As a long-suffering Giants fan, your humble narrator ought to feel a wave of camaraderie. But, oddly, that's not exactly how it goes. Somehow, I only feel alone around people.

Our chilly, miserable excuse for a summer was my 25th rooting for the baseball team that plays its games in the city of my birth. I am now older than all but a handful of the players. So I've had a lot of time to think about just what it is to be a Giants fan. But it's hard to make yourself think hard -- because the answers aren't always so comforting.

Just as Jonathan Sanchez can be effectively wild, fans can be rationally irrational. It doesn't make sense to carry the weight of this team's failures, to fade off in the middle of a meeting and suddenly see Reggie Sanders backpedaling and looking up as Scott Spiezio's homer sails into the right field bleachers. But we do. It doesn't make sense to invest so much of one's time, energy, or even identity in, frankly, a business. But we do. And, when it comes to the level of pain that sometimes leads to, I can only say that it bothers me how much it bothers me.

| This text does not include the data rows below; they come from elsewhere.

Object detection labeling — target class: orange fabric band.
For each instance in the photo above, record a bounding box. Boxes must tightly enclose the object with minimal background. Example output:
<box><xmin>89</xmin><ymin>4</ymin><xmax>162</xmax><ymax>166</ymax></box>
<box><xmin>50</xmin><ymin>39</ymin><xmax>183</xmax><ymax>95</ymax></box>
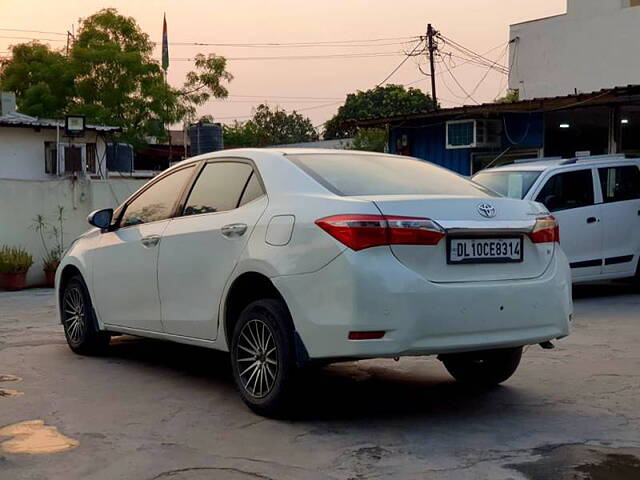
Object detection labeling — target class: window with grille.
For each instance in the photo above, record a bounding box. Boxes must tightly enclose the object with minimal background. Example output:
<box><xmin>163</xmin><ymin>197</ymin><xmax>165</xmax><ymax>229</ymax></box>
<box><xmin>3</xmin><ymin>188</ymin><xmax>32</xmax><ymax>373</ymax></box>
<box><xmin>44</xmin><ymin>142</ymin><xmax>58</xmax><ymax>175</ymax></box>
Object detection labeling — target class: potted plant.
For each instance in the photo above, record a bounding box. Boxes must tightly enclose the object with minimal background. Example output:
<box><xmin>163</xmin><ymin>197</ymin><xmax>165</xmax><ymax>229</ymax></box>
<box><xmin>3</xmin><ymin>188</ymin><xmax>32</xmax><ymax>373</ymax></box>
<box><xmin>0</xmin><ymin>245</ymin><xmax>33</xmax><ymax>290</ymax></box>
<box><xmin>33</xmin><ymin>205</ymin><xmax>64</xmax><ymax>287</ymax></box>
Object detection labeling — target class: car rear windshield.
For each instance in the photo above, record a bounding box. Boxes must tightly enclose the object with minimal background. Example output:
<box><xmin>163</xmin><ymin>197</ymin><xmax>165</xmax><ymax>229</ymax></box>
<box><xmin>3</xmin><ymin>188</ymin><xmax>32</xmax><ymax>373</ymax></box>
<box><xmin>472</xmin><ymin>170</ymin><xmax>542</xmax><ymax>199</ymax></box>
<box><xmin>287</xmin><ymin>153</ymin><xmax>495</xmax><ymax>197</ymax></box>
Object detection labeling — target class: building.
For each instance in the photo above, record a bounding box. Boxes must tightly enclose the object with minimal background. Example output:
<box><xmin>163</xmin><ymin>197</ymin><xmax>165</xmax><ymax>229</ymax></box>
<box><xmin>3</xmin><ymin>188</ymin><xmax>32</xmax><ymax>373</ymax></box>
<box><xmin>0</xmin><ymin>93</ymin><xmax>120</xmax><ymax>180</ymax></box>
<box><xmin>357</xmin><ymin>85</ymin><xmax>640</xmax><ymax>175</ymax></box>
<box><xmin>0</xmin><ymin>93</ymin><xmax>146</xmax><ymax>285</ymax></box>
<box><xmin>509</xmin><ymin>0</ymin><xmax>640</xmax><ymax>99</ymax></box>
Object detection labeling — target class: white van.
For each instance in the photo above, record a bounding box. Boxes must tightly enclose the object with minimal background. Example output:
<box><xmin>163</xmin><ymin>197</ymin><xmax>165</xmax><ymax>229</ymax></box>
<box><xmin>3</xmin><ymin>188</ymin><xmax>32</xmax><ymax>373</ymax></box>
<box><xmin>472</xmin><ymin>155</ymin><xmax>640</xmax><ymax>283</ymax></box>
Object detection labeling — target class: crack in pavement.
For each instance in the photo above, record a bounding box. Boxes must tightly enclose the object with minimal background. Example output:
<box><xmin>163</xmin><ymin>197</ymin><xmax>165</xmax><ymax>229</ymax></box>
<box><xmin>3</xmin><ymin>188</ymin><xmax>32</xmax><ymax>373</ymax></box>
<box><xmin>151</xmin><ymin>467</ymin><xmax>275</xmax><ymax>480</ymax></box>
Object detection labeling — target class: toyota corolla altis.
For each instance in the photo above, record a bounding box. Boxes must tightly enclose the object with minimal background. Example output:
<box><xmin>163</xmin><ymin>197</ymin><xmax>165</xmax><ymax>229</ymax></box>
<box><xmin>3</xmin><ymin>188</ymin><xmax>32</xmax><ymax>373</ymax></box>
<box><xmin>56</xmin><ymin>149</ymin><xmax>572</xmax><ymax>415</ymax></box>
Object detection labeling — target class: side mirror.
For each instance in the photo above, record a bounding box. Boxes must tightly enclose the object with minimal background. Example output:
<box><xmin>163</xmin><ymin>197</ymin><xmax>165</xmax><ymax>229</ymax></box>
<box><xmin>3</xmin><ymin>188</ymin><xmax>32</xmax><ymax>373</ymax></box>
<box><xmin>87</xmin><ymin>208</ymin><xmax>113</xmax><ymax>230</ymax></box>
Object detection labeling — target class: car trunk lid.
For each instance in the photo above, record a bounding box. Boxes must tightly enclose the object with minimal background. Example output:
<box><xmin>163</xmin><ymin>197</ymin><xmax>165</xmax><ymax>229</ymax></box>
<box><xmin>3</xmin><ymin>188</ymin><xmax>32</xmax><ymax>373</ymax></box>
<box><xmin>358</xmin><ymin>195</ymin><xmax>555</xmax><ymax>282</ymax></box>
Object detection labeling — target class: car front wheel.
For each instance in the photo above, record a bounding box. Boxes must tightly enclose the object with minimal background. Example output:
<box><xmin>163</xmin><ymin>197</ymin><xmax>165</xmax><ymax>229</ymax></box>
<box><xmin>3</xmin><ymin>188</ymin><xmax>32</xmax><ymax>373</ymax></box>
<box><xmin>231</xmin><ymin>299</ymin><xmax>296</xmax><ymax>417</ymax></box>
<box><xmin>439</xmin><ymin>347</ymin><xmax>522</xmax><ymax>387</ymax></box>
<box><xmin>60</xmin><ymin>275</ymin><xmax>111</xmax><ymax>355</ymax></box>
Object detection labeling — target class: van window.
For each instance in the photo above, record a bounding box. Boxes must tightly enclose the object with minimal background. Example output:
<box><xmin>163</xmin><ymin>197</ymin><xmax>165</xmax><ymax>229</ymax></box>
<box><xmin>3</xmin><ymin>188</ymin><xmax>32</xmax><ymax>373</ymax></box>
<box><xmin>536</xmin><ymin>169</ymin><xmax>594</xmax><ymax>212</ymax></box>
<box><xmin>598</xmin><ymin>165</ymin><xmax>640</xmax><ymax>203</ymax></box>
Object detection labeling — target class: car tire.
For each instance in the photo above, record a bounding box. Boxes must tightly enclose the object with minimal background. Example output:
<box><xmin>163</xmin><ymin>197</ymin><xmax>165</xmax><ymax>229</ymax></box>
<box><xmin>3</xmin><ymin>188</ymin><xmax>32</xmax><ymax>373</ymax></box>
<box><xmin>439</xmin><ymin>347</ymin><xmax>522</xmax><ymax>387</ymax></box>
<box><xmin>60</xmin><ymin>275</ymin><xmax>111</xmax><ymax>355</ymax></box>
<box><xmin>230</xmin><ymin>299</ymin><xmax>296</xmax><ymax>418</ymax></box>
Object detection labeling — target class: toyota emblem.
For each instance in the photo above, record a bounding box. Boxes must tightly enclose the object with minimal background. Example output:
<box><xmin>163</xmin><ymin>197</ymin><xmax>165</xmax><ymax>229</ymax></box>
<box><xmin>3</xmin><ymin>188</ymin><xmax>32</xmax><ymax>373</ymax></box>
<box><xmin>478</xmin><ymin>203</ymin><xmax>496</xmax><ymax>218</ymax></box>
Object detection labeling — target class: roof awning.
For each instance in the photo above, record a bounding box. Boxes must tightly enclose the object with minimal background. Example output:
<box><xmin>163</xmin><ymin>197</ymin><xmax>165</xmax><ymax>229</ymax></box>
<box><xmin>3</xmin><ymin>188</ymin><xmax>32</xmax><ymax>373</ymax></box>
<box><xmin>348</xmin><ymin>85</ymin><xmax>640</xmax><ymax>127</ymax></box>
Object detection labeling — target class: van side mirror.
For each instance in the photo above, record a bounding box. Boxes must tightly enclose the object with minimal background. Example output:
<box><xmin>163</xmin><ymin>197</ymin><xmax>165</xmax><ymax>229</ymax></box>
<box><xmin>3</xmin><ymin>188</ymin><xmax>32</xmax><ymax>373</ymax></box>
<box><xmin>87</xmin><ymin>208</ymin><xmax>113</xmax><ymax>230</ymax></box>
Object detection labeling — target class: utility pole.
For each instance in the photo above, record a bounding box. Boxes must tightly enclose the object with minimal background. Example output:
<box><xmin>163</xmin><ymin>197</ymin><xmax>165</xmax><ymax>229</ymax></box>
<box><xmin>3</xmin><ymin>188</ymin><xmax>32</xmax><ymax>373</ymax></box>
<box><xmin>427</xmin><ymin>24</ymin><xmax>438</xmax><ymax>110</ymax></box>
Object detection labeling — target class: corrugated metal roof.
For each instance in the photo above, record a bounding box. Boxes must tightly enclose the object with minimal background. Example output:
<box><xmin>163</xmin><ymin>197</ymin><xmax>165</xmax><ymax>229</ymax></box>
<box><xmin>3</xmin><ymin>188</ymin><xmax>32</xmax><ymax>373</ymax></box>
<box><xmin>358</xmin><ymin>85</ymin><xmax>640</xmax><ymax>126</ymax></box>
<box><xmin>0</xmin><ymin>112</ymin><xmax>122</xmax><ymax>132</ymax></box>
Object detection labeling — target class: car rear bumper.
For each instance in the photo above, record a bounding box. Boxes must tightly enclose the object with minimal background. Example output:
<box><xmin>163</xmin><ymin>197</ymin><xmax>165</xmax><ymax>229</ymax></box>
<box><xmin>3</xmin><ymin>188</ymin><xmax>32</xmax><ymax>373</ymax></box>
<box><xmin>273</xmin><ymin>247</ymin><xmax>573</xmax><ymax>359</ymax></box>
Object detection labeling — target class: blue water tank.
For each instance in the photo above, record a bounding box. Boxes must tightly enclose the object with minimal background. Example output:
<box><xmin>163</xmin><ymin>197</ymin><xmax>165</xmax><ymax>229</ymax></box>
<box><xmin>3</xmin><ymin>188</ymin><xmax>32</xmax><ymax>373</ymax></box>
<box><xmin>189</xmin><ymin>123</ymin><xmax>224</xmax><ymax>156</ymax></box>
<box><xmin>107</xmin><ymin>143</ymin><xmax>133</xmax><ymax>172</ymax></box>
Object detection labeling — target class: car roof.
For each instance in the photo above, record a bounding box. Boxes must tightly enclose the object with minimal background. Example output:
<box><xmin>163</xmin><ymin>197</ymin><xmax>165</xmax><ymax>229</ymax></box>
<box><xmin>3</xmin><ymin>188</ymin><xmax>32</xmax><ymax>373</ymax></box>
<box><xmin>478</xmin><ymin>155</ymin><xmax>638</xmax><ymax>173</ymax></box>
<box><xmin>165</xmin><ymin>147</ymin><xmax>391</xmax><ymax>169</ymax></box>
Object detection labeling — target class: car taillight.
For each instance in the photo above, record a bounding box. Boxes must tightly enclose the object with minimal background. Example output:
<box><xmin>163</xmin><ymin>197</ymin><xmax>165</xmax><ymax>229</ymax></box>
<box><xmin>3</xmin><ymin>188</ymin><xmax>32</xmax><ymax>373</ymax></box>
<box><xmin>316</xmin><ymin>215</ymin><xmax>444</xmax><ymax>251</ymax></box>
<box><xmin>529</xmin><ymin>215</ymin><xmax>560</xmax><ymax>243</ymax></box>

It's a bit bizarre to think that a great deal of the justification for years of following one of the league's most mercurial baseball teams is the moment -- a split second, really -- when the Giants finally win that World Series. In this blink of an eye, the decades of pain, futility, and heartache will all be shunted to an internal memory file marked "BEFORE." At this moment, as the stadium erupts, the bar room explodes, or Civic Center Plaza bursts, cognition will kick in. There'll be some manner of dénouement, a moment of clarity, and a transcendent explanation of what it was all about. Everything will make sense. The anxiety will be gone. And every day thereafter will be just a little bit sweeter. 

And then we'll get on with our lives. Hey, it's just baseball.